Ed Reed on Tom Brady: If you make decisions, you suffer consequences

While there has been no official word on how severely the league will punish Tom Brady for his involvement in Deflategate, future Hall of Famer and just-retired safety Ed Reed thinks the Patriots quarterback should face consequences for his actions.

"It's a lot of things that affect the integrity of the game," Reed said, according to the Baltimore Sun's Aaron Wilson. "We make lessons out of guys like Adrian Peterson and Ray Rice when it comes to harsh things that affect the integrity of the game. That's what we're about protecting.

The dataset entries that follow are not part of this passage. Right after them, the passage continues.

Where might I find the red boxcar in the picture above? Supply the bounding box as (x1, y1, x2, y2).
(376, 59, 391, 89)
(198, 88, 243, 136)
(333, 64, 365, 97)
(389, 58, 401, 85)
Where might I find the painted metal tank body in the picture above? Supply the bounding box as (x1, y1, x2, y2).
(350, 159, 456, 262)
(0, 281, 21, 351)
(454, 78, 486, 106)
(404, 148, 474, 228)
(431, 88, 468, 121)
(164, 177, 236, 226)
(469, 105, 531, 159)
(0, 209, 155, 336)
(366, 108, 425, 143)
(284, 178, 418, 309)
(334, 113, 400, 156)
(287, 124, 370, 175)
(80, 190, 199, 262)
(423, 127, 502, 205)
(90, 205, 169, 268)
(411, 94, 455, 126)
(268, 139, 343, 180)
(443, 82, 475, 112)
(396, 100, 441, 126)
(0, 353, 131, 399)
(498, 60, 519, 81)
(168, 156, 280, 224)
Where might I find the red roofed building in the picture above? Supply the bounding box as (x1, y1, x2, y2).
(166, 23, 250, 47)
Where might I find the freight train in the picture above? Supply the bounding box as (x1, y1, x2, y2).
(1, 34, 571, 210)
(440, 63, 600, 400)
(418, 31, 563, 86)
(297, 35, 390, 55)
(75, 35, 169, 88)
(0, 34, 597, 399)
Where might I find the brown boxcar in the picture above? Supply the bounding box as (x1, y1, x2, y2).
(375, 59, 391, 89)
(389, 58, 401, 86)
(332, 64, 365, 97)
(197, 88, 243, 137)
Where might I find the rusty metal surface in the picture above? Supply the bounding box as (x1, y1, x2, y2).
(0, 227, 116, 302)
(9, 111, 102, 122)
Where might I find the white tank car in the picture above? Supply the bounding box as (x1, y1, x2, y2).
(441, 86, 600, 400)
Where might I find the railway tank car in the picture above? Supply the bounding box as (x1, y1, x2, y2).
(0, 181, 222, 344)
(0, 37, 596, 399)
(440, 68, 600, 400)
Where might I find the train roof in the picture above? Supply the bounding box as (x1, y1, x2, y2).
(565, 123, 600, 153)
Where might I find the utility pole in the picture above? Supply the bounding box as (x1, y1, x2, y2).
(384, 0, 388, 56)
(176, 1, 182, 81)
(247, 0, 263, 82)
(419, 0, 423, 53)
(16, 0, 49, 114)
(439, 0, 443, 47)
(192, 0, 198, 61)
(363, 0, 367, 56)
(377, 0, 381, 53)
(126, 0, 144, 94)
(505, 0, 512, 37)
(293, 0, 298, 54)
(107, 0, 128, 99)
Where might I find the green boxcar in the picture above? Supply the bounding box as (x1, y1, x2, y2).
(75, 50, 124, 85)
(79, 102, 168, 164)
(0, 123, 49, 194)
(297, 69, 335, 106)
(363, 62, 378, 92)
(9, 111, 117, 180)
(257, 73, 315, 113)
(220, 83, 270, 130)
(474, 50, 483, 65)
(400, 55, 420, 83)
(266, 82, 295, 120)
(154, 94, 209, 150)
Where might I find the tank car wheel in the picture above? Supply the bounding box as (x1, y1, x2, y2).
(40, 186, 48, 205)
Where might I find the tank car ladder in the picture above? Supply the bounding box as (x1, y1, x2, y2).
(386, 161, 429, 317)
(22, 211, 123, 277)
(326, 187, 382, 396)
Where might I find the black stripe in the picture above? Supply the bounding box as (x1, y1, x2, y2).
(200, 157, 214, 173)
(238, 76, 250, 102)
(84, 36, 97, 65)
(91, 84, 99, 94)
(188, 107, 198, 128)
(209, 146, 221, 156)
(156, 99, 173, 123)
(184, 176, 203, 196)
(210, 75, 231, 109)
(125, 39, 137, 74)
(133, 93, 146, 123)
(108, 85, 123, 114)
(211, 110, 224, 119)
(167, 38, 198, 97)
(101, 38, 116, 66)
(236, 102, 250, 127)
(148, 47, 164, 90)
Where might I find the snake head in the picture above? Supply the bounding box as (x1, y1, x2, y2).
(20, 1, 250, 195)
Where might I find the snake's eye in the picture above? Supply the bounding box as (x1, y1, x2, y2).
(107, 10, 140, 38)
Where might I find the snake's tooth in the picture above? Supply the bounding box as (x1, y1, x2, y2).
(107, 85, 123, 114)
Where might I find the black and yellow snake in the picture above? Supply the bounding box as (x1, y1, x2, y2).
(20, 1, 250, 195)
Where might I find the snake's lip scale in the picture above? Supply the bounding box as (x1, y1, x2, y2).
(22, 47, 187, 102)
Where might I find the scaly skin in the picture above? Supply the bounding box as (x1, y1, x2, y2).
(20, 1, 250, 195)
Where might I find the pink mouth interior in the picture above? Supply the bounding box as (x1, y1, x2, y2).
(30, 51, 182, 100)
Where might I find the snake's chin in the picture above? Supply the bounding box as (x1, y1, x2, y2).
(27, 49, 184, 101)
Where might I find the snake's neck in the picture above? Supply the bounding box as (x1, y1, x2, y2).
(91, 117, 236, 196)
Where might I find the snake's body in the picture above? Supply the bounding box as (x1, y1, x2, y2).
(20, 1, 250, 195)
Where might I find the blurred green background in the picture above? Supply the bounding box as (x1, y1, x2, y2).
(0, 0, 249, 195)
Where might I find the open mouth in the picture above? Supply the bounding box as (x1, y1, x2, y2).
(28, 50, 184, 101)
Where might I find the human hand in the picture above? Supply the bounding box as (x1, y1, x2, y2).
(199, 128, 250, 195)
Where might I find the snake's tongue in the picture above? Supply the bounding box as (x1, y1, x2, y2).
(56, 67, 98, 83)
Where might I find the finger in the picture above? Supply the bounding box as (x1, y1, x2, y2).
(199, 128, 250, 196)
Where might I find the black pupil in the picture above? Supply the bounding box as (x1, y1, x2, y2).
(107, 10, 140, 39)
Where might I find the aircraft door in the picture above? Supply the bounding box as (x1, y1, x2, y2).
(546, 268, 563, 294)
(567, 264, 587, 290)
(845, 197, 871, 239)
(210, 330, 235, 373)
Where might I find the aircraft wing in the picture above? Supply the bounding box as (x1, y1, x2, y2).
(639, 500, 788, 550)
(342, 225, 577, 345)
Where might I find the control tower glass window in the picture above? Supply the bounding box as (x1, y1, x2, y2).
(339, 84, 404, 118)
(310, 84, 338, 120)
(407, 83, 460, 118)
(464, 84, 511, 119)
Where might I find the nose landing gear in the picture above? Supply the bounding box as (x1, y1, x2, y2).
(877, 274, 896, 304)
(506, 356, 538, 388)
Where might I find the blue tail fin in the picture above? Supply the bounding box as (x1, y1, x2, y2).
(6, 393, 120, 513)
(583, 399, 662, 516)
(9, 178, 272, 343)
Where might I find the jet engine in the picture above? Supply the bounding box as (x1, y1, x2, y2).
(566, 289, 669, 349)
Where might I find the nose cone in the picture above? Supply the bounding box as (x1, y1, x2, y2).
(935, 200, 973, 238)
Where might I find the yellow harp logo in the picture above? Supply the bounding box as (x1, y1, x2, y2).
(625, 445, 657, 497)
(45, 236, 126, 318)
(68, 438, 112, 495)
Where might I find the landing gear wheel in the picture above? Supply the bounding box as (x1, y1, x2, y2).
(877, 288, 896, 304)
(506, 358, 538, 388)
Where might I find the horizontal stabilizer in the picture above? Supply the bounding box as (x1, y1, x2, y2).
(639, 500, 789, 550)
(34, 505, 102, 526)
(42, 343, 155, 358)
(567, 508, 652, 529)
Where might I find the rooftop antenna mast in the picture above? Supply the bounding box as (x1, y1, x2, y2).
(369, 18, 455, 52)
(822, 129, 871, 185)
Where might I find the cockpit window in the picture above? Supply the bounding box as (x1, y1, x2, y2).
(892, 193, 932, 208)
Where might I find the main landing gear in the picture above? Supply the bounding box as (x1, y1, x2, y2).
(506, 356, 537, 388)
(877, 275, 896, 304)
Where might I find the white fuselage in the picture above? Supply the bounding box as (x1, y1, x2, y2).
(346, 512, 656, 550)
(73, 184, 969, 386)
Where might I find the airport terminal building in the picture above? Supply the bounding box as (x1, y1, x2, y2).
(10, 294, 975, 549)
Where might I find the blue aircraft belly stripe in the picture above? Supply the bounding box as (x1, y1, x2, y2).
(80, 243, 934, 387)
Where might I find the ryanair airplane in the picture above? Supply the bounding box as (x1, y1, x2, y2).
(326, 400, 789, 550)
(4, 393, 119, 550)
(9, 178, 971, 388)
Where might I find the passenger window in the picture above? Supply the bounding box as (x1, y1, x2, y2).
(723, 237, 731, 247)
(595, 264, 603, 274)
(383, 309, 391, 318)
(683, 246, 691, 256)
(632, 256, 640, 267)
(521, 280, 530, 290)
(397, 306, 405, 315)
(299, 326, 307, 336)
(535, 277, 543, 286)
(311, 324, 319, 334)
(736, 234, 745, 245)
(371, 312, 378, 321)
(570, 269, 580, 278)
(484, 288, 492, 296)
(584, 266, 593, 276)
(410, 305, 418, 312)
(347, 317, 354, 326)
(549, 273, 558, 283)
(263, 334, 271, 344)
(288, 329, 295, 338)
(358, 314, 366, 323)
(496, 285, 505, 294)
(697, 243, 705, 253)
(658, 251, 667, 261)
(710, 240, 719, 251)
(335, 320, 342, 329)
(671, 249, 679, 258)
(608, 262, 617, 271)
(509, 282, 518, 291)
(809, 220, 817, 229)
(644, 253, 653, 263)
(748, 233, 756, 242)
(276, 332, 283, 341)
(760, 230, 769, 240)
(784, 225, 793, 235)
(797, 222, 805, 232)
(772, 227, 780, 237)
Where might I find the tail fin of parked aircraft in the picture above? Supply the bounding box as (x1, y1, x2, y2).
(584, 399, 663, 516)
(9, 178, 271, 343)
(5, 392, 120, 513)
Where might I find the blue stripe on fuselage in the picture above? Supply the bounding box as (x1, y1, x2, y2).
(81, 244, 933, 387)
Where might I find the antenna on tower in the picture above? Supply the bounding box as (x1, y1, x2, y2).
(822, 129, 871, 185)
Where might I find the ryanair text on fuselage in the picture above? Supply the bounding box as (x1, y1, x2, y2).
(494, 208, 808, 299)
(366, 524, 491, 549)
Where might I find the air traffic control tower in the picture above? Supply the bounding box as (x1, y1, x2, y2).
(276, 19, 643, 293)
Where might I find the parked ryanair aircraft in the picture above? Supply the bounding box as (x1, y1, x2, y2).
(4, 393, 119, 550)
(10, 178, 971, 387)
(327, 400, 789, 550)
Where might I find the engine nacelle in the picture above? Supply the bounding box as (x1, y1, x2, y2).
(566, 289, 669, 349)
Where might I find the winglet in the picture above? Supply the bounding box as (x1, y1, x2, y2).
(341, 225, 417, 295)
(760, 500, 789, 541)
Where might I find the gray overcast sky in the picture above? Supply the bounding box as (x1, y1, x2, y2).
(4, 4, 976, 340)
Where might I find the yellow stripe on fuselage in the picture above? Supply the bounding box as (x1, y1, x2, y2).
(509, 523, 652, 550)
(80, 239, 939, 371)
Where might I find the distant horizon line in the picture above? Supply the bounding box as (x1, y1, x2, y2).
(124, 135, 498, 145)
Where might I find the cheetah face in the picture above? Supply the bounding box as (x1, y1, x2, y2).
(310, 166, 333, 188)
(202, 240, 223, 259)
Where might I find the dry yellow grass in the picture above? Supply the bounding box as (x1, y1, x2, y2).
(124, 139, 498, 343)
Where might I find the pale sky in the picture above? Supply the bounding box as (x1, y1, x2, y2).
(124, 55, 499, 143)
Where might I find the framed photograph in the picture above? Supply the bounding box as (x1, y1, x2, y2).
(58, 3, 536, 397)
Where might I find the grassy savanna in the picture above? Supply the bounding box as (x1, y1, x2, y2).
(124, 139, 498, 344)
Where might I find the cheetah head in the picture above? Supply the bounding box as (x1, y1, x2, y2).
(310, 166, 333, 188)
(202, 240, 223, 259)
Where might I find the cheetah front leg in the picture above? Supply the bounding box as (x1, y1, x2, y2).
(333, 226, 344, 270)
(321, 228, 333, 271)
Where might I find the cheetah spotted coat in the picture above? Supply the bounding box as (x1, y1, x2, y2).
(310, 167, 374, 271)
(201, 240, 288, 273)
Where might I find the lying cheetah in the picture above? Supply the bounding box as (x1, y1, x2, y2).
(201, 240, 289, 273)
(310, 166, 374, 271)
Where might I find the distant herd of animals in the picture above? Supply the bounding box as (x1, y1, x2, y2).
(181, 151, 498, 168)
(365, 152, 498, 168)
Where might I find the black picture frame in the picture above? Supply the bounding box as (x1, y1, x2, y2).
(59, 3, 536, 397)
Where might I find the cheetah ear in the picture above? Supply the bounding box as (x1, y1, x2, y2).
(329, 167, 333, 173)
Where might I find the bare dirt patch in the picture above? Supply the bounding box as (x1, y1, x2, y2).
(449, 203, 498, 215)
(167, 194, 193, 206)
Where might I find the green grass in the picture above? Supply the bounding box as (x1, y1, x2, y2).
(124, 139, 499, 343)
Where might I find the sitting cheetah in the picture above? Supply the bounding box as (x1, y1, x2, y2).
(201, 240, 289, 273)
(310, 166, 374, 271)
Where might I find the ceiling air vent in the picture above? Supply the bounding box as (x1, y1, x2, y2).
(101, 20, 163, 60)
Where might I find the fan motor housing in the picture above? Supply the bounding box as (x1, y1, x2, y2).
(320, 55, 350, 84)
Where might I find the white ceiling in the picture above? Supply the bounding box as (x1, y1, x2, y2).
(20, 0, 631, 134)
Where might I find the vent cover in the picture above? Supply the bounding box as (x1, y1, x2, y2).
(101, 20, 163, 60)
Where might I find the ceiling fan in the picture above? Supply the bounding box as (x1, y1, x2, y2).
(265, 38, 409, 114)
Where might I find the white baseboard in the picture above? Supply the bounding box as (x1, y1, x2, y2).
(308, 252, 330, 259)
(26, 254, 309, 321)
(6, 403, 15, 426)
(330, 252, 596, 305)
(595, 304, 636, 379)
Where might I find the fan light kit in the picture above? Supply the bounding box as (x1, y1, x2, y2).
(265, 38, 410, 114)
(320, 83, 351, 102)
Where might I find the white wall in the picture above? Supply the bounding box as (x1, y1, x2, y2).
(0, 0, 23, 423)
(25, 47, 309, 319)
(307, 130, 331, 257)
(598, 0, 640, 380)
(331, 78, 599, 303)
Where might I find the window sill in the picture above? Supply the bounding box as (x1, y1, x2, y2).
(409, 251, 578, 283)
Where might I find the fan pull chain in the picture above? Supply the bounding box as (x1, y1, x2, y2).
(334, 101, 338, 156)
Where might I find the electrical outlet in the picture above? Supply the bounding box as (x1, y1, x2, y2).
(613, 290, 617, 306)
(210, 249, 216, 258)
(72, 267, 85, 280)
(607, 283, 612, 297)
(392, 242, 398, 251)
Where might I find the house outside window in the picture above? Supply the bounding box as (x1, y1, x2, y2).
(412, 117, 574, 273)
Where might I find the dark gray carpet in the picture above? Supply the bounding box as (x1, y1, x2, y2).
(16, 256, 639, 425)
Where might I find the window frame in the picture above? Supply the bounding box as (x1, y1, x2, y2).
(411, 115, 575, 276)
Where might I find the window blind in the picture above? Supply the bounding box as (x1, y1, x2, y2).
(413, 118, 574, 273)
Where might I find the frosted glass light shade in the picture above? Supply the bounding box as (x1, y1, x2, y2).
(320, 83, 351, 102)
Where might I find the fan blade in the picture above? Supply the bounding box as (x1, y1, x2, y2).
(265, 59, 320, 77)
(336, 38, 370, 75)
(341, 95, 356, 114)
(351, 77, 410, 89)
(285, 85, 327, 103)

"If Brady made some choices, we've got to suffer the consequences. That's for all of us. None of us are perfect, but if you make decisions then you've got to suffer the consequences."

The issue is whether deflating footballs is a big deal. Yes, it's against the rules, but how much of an advantage is it really? Most importantly: Should it merit a multi-game suspension for Brady?

"It's definitely gamesmanship," said Reed, who spent 11 seasons with the Ravens. "For the players, it's about having an equal playing field. You heard about all the science and research. I played football with a smushed-up can. It doesn't matter to me about the football. It's whatever. We're on a professional level. We set an example. That's what it comes down to."

Also not helping: The Patriots' reputation for skirting the rules.

"They've been calling them guys cheaters," Reed said. "That's the news, that's the media. They've built that up around themselves at this point."

Meanwhile, Ravens wide receiver Steve Smith put it all in perspective like only he can.

"I'm glad my name is my name and I have to deal with my issues, I think that's going to be on them," Smith said. "I don't really have time to be concerned with that. Whatever they do, there's going to be consequences for their actions. I could care less. I think Tom Brady could care less what I think about it, too."

Brady may not care what Smith thinks, but he's certainly wondering what's on Goodell's mind.